Reassess vendor risk classification. The addition of marketing partners as data recipients changes OpenAI's risk profile from controlled processor to processor with independent advertising data flows. Internal vendor risk assessments should be updated accordingly.
How does this compare to other AI platforms
OpenAI is not the first AI company to expand data sharing for advertising purposes. ConductAtlas tracks privacy policies across 200+ platforms, including every major AI provider. This move positions OpenAI alongside companies like Google, which has always used data for advertising across its ecosystem, rather than companies like Anthropic, whose current policy does not include advertising data sharing.

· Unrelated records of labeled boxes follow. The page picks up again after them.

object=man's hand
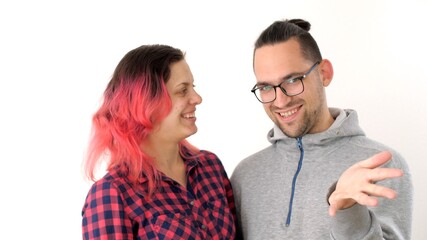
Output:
[328,152,403,216]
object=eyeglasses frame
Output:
[251,61,320,103]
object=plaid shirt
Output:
[82,151,236,240]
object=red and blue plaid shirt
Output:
[82,151,236,240]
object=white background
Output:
[0,0,427,239]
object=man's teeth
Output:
[279,109,297,117]
[184,113,196,118]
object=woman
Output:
[82,45,235,240]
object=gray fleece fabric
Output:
[231,108,413,240]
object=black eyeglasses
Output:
[251,61,320,103]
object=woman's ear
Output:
[319,59,334,87]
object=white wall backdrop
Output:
[0,0,427,239]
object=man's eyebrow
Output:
[256,72,304,85]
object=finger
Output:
[368,168,403,182]
[328,204,338,217]
[363,184,397,199]
[357,151,391,169]
[352,192,378,207]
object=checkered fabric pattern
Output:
[82,151,236,240]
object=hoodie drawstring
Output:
[286,137,304,227]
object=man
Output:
[231,19,413,240]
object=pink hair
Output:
[84,45,199,196]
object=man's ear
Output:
[319,59,334,87]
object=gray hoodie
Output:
[231,108,413,240]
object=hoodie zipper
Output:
[286,137,304,227]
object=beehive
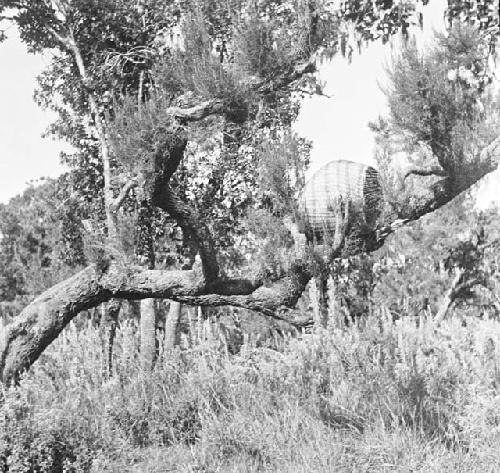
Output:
[300,160,383,238]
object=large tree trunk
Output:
[100,299,122,377]
[163,301,182,354]
[140,299,156,371]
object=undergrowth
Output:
[0,310,500,473]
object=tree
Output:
[0,0,498,383]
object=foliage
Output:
[387,23,497,183]
[0,176,85,316]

The distinction matters because many users chose OpenAI partly based on how it previously handled their data. A policy that used to restrict sharing to service providers now permits sharing with advertising partners. You can compare privacy provisions across platforms to see how different companies handle advertising data sharing.
How we know this changed
ConductAtlas monitors OpenAI's Privacy Policy every day using automated document capture. When the May 1, 2026 version was published, our system captured the full text, computed a cryptographic hash for verification, and generated a sentence-level diff against the previous version. The change was flagged as high severity based on the addition of new data sharing categories and new stated processing purposes. Our obligation intelligence system identified 2 new obligations added and 2 existing obligations expanded.
We track every version of every document we monitor. Nothing is editorialized. Every claim in this analysis is traceable to a specific sentence in a specific version of a specific document, archived with a timestamp and cryptographic verification.